- Born: August 13, 1845 Eagle Point, Gloucester County, Virginia, U.S.
- Died: November 20, 1908 (aged 63) Richmond, Virginia, U.S.
- Occupations: Publisher, industrialist
- Known for: Ownership of the Richmond Times-Dispatch
- Spouse: Isabel Maury
- Children: 6, including John Stewart Bryan

= Joseph Bryan (publisher) =

American publisher and industrialist (1845–1908)

Joseph Bryan (August 13, 1845 – November 20, 1908) was an American publisher and industrialist from Richmond, Virginia. He was associated with the development of Richmond’s newspaper industry and later business ventures in manufacturing. Bryan owned the Richmond Daily Times, which was later consolidated into the Richmond Times-Dispatch. His family remained involved in journalism and education in Virginia during the twentieth century.

== Early life and education ==
Bryan was born at Eagle Point in Gloucester County, Virginia, on August 13, 1845, to John Randolph Bryan and Elizabeth Tucker Coalter Bryan. He attended the Episcopal High School in Alexandria and later studied at the University of Virginia where he was a brother of the Phi Kappa Psi Fraternity. During the American Civil War, he served in the Confederate partisan unit known as Mosby’s Rangers.

== Career ==
After the war, Bryan practiced law and invested in industrial businesses in Richmond. In 1887, he purchased the Richmond Daily Times from businessman Lewis Ginter. Under his ownership, the paper expanded its circulation and influence in the Richmond area. It later merged with other publications to form the Richmond Times-Dispatch.

Bryan also held interests in several manufacturing and transportation firms in the city, contributing to Richmond’s economic recovery after the Civil War. He owned the Richmond Locomotive Works, which had more than 3,000 employees and made as many 200 locomotives a year. He sold the business in 1900, but remained its CEO.

== Civic involvement ==
Bryan participated in various civic and charitable efforts in Richmond. His widow, Isabel Maury Bryan, donated a tract of family land to the city after his death, which became Joseph Bryan Park. The park was dedicated in his memory in 1910. Bryan also supported local educational and religious organizations during his lifetime.

== Personal life ==
Bryan married Isabel Maury of Fredericksburg, Virginia. They had six children, including John Stewart Bryan, who succeeded his father as publisher of the Times-Dispatch and later served as president of the University of Richmond, and Jonathan Bryan who was president of the Richmond-Ashland Railway Company and the Bryan, Kemp & Co. brokerage firm.

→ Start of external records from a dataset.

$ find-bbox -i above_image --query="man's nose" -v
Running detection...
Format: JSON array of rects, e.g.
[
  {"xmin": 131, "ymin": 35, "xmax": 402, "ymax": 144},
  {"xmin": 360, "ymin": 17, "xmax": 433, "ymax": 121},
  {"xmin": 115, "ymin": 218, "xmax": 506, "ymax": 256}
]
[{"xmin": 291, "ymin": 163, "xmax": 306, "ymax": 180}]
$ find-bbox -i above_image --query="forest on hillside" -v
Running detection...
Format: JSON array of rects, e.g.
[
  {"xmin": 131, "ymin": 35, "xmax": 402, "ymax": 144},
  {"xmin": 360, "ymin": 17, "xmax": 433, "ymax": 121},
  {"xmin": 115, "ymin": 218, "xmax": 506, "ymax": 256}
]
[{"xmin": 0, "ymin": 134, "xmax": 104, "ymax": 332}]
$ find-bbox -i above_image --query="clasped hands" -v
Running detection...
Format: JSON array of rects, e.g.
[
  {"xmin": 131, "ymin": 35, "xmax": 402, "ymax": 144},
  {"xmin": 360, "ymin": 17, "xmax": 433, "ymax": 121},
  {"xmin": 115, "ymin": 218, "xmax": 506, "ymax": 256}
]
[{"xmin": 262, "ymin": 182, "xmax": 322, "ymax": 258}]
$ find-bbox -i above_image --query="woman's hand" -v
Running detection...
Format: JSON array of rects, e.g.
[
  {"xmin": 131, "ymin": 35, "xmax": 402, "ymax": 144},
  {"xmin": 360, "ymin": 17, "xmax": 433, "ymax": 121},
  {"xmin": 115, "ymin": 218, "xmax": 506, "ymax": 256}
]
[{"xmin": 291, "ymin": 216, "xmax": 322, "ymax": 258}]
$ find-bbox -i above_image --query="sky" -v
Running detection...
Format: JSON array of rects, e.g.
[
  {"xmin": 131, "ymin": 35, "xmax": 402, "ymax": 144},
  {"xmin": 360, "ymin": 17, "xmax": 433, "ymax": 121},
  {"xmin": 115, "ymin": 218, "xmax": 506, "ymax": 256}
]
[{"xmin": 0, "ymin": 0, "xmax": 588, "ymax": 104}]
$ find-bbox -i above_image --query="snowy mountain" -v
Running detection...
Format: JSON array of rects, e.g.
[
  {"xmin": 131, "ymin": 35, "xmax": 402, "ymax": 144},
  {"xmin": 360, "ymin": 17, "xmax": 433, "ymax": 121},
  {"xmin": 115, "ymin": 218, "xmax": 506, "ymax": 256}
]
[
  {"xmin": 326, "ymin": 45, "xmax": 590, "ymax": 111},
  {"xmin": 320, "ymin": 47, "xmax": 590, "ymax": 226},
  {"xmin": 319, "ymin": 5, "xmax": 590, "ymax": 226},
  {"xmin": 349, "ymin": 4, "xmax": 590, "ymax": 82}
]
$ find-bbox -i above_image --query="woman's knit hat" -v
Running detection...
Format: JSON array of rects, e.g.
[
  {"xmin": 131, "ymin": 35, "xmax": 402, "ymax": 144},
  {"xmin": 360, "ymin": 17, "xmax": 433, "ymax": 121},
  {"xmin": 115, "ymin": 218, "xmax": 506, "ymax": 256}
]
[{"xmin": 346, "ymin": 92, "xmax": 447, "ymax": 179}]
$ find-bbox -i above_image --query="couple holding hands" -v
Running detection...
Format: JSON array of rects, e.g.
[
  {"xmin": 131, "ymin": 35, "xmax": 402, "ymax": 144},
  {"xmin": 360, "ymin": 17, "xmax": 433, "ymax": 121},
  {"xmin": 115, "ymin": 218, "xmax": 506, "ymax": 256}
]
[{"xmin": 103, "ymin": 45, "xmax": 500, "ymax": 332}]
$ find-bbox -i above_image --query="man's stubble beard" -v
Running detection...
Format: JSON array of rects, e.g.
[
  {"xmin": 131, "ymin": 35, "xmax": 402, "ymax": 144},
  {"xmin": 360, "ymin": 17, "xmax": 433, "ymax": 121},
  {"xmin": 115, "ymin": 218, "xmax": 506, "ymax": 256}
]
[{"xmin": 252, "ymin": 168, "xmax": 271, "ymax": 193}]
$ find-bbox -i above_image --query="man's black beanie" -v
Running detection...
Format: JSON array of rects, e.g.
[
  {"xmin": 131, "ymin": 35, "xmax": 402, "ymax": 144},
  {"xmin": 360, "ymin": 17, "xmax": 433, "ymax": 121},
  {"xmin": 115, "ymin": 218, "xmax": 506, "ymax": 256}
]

Joseph Bryan died in Richmond on November 20, 1908. He was buried in Hollywood Cemetery.

== Legacy ==
Bryan is remembered primarily for his role in Richmond’s newspaper consolidation and his family’s ongoing involvement in Virginia media and education. His business and civic activities have been documented in several local histories and archives, including the Library of Virginia’s Bryan Family Papers.